Competing Air Quality and Water Conservation Co-Benefits from Power Sector Decarbonization in China

Date: 

Wednesday, November 30, 2016, 3:30pm to 4:45pm

Location: 

Pierce Hall 100F, 29 Oxford St., Cambridge, MA

Speaker: Peng Wei

PENG Wei, Postdoctoral Fellow at the Environment and Natural Resources Program, Belfer Center for Science and International Affairs, Harvard Kennedy School.

Co-sponsored by the China Project, Harvard Paulson School of Engineering and Applied Sciences, and the Environment and Natural Resources Program, Harvard Kennedy School. 

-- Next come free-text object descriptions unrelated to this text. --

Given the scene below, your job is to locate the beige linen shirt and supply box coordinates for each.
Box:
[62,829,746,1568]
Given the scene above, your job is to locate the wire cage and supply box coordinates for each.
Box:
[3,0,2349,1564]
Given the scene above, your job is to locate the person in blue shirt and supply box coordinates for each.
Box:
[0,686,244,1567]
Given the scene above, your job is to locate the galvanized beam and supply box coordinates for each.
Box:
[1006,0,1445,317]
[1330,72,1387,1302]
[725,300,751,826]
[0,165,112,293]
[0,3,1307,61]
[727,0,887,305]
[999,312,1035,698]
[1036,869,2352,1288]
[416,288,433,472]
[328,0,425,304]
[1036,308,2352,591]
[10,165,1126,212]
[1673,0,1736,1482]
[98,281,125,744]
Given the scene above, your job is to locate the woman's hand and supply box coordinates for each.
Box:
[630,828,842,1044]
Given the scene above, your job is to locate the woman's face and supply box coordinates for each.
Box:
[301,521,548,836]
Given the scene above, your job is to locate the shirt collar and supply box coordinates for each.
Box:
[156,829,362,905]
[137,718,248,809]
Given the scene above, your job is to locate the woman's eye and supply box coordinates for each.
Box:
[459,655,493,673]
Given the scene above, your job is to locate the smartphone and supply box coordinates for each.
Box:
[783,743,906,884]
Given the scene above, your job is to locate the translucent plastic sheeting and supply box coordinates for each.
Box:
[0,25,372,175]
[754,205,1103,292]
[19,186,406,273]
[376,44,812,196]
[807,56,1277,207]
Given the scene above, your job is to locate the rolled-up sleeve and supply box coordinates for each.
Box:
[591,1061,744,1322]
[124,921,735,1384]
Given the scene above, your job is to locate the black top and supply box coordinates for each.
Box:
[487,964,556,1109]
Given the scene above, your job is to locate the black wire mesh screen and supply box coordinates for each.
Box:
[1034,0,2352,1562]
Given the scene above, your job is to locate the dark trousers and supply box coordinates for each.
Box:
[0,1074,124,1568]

Abstract: Decarbonizing the power sector can reduce fossil-based generation and associated air pollution and water use.  Electricity transmission can further increase the environmental benefits from power sector decarbonization: transmitting low-carbon electricity to highly populated regions increases health-related air quality benefits, while transmitting it to water-stressed regions brings larger water conservation benefits.  However, when air pollution and water stress occur in different regions, the optimal design of the transmission system to maximize air pollution control is different than the optimal design to curb water stress.  Transmission system designs thus create an infrastructure with built-in tradeoffs between air quality and water conservation benefits from a decarbonized power system.  Here we examine such tradeoffs in China.  For six power sector decarbonization scenarios in 2030 that are in line with China’s climate pledges, we develop an optimization model to study transmission system designs with the aim of achieving air quality or water conservation goals.  In all six scenarios, we find that increasing the priority on air quality benefits (modeled as an increased unit economic cost for air pollutant emissions) reduces national total air pollution impacts at the expense of lower water conservation; and vice versa.  Such results can largely be explained by the differences between air-pollution and water-oriented transmission system designs, due to different locations of air pollution and water stress in China (severe in the east and north, respectively).  To achieve both co-benefits simultaneously, it is therefore critical to coordinate air pollution and water policies (pollution tax and water pricing) with transmission planning.